Verify Configuration

# Check plugin status and configuration
mlflow-secrets-auth info

# Run diagnostics
mlflow-secrets-auth doctor

# Test against your MLflow server
mlflow-secrets-auth doctor --dry-run https://mlflow.company.com

Test with MLflow

import mlflow

# Set your MLflow tracking URI
mlflow.set_tracking_uri("https://mlflow.company.com")

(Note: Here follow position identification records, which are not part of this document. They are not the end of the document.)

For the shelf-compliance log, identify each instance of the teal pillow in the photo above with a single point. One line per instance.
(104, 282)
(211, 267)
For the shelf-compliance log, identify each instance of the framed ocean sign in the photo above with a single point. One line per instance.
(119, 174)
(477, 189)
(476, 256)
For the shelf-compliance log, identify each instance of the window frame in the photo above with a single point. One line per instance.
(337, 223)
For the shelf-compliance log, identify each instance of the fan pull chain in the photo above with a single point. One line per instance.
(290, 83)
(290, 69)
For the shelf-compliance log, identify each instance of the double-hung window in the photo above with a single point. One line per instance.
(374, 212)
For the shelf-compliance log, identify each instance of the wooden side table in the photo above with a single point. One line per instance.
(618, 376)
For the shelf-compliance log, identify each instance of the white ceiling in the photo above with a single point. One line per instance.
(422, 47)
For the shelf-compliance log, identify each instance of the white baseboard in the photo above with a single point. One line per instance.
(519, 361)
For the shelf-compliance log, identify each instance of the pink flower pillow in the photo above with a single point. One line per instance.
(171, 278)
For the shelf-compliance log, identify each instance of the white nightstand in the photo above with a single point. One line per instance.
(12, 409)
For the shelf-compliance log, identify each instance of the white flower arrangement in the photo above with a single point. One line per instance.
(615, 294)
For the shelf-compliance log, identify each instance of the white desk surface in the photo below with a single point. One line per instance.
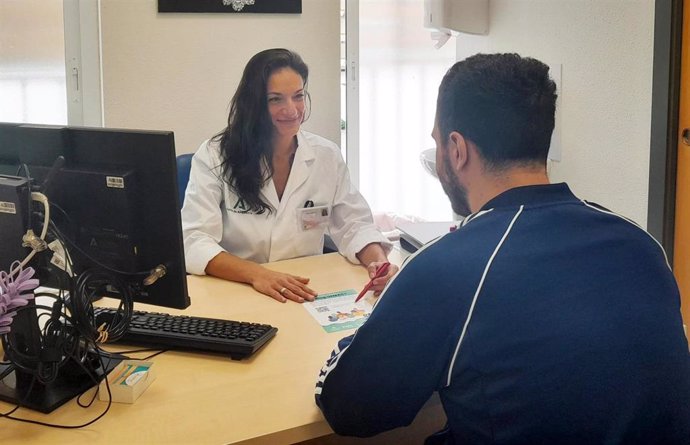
(202, 398)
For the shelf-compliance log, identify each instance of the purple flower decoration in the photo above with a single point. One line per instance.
(15, 293)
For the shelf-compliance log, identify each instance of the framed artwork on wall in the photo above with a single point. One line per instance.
(232, 6)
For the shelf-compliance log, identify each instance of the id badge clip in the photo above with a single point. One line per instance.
(311, 217)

# Authentication happens automatically
mlflow.start_run()
mlflow.log_param("test", "setup")
mlflow.log_metric("status", 1.0)
mlflow.end_run()

print("Setup successful!")

Step 6: Environment Variables Summary

Create a .env file or set these environment variables in your deployment:

# Plugin Activation (required)
MLFLOW_TRACKING_AUTH=mlflow_secrets_auth

# Provider Selection
MLFLOW_SECRETS_AUTH_ENABLE=vault

# Vault Configuration (if using Vault)
VAULT_ADDR=https://vault.company.com
VAULT_TOKEN=hvs.XXXXXXXXXXXXXXXX
MLFLOW_VAULT_SECRET_PATH=secret/mlflow/auth

# Security Configuration
MLFLOW_SECRETS_ALLOWED_HOSTS=*.company.com,localhost

# Optional: Logging and Performance
MLFLOW_SECRETS_LOG_LEVEL=INFO
MLFLOW_VAULT_TTL_SEC=300

Common Use Cases

Development Environment

# Local development with Vault
export MLFLOW_TRACKING_AUTH="mlflow_secrets_auth"
export VAULT_ADDR="http://localhost:8200"
export VAULT_TOKEN="dev-token"
export MLFLOW_VAULT_SECRET_PATH="secret/dev/mlflow"
export MLFLOW_SECRETS_ALLOWED_HOSTS="localhost,127.0.0.1"
export MLFLOW_SECRETS_AUTH_ENABLE="vault"

Production Environment

# Production with AWS Secrets Manager
export MLFLOW_TRACKING_AUTH="mlflow_secrets_auth"
export AWS_REGION="us-east-1"
export MLFLOW_AWS_SECRET_NAME="production/mlflow/auth"
export MLFLOW_SECRETS_ALLOWED_HOSTS="mlflow.company.com"
export MLFLOW_SECRETS_AUTH_ENABLE="aws-secrets-manager"
export MLFLOW_SECRETS_LOG_LEVEL="WARNING"

CI/CD Pipeline

# Azure Key Vault for CI/CD
export MLFLOW_TRACKING_AUTH="mlflow_secrets_auth"
export AZURE_TENANT_ID="${AZURE_TENANT_ID}"
export AZURE_CLIENT_ID="${AZURE_CLIENT_ID}"
export AZURE_CLIENT_SECRET="${AZURE_CLIENT_SECRET}"
export MLFLOW_AZURE_KEY_VAULT_URL="https://ci-vault.vault.azure.net/"
export MLFLOW_AZURE_SECRET_NAME="mlflow-ci-auth"
export MLFLOW_SECRETS_ALLOWED_HOSTS="mlflow-ci.company.com"
export MLFLOW_SECRETS_AUTH_ENABLE="azure-key-vault"

Next Steps

Troubleshooting Quick Start

If you encounter issues during setup:

  1. Check Plugin Status

    mlflow-secrets-auth info
    

  2. Run Diagnostics

    mlflow-secrets-auth doctor --dry-run https://your-mlflow-server.com
    

  3. Enable Debug Logging

    export MLFLOW_SECRETS_LOG_LEVEL=DEBUG
    

  4. Verify Provider Dependencies

    python -c "import hvac; print('Vault OK')"  # For Vault
    python -c "import boto3; print('AWS OK')"   # For AWS
    python -c "import azure.identity; print('Azure OK')"  # For Azure
    

For detailed troubleshooting, see the Troubleshooting Guide.

Try the Demo

Before configuring your own environment, you can quickly test the plugin with our complete demo:

git clone https://github.com/hugodscarvalho/mlflow-secrets-auth
cd mlflow-secrets-auth/examples/vault-nginx-mlflow
make demo

The demo provides:

  • Complete Stack: Vault + MLflow + Nginx + Python client
  • Real Authentication: Nginx enforces auth, plugin handles it transparently
  • Multiple Auth Modes: Basic auth and Bearer token examples
  • Working Examples: See actual MLflow experiments being logged
  • Easy Cleanup: make down removes everything

After running the demo:

This is the fastest way to see the plugin in action before setting up your own infrastructure.